MICHAEL – Salter Grants:
Hi. I’m Michael Bergman from Toronto Metropolitan University, and I am happy to present this year’s winners of the Denis Salter Grants. The Denis Salter Grants aim to diversify CATR’s programming and extend its impact beyond the annual conference site and time. Flexible in their scope and content, the grants prioritize projects that support and engage emerging scholars and graduate students, and supported projects can be events that respond to the need for scholars to support each other through the exchange of ideas as well as events or projects for which the grant serves as “seed” money. 

We are pleased to award four grants this year:

  • First is to Katherine Koller for her project that documents new play readings coming out of the Edmonton Script Salon, which Koller co-founded and co-produces. Inspired by discussion during a CATR panel session, this project intends to collect, document, and publish a list of all of the plays and playwrights featured during the Script Salon’s 10 year run. Ultimately that list will be featured publicly on the Alberta Playwrights Network webpage. The committee appreciated the ways this project both serves an archival function as well as amplifies new works by artists in Edmonton and Alberta – a worthy intersection of practice and scholarship.

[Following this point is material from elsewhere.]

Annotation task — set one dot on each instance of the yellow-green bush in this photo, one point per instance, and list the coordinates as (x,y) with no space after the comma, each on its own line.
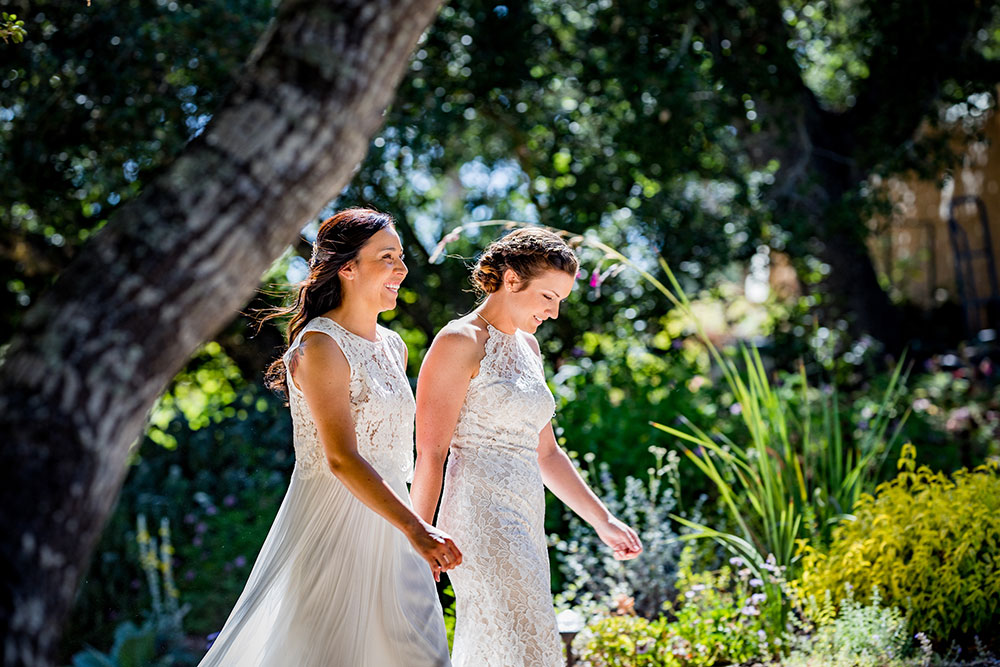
(930,544)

  • Second, to Signy Lynch, Scott Mealey, and Jenny Salisbury for a first-of-its-kind Toronto symposium that will bring artists and scholars together to discuss post-pandemic theatre audiences. An extension of a March 2023 panel about “Artists on Audiences: Three Ontario Artistic Directors Discuss,” this symposium will be in-person one-day event on May 3, 2024, and combines a morning session that will be open to the public and an afternoon session focused on networking and focused discussion by a group of artists. The event centers the community-based knowledge of artists who are working in specific communities and emphases collaboration and communication between these artists to create future, innovative projects. The committee particularly appreciated the use of the grant to financially support and offset costs for the artists and scholars in precarious positions, as this type of financial support is key to accessibility and increasing the voices at the table. 

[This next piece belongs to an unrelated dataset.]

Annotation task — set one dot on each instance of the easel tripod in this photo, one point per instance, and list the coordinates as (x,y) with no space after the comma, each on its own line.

  • Third, to Taylor Graham and Jayna Mees with support from the Task Force on Precarity, to support further e-initiatives for graduate students – an ongoing focus of the field and CATR overall. The committee appreciated the project’s intention to use these e-initiatives and events to build community among graduate students across Canada and to offer additional avenues to develop and hone skills that will support the grad students’ future pathways and careers. In addition to writing workshops and grant writing virtual seminars, the project includes a mental health workshop, which we found particularly invigorating and beneficial. 
  • Fourth, to Hope McIntyre and Kimberly Richards for their project to develop a Guidebook for Fostering Environmental Stewardship in Theatre and Performance Training Programs. One of the aims of the Salter grants is to support extensions of the CATR conference, and this project seems to fit well within that, as it was developed as part of the CATR Environmental Stewardship in Theatre and Performance Working Group, which has and continues to do valuable work toward re-imagining how we teach, document, and prepare students for sustainable practices in theatre and performance. As such, this specific project will create and design a resource guide to support curricular adjustments across theatre and performance training programs, and the grant funds will specifically support a portion of the graphic design of the guide. As a necessary conversation in our field, this guide seems timely and essential – not to mention a welcome resource for many CATR members and artists in the field. 

Congratulations to all the recipients!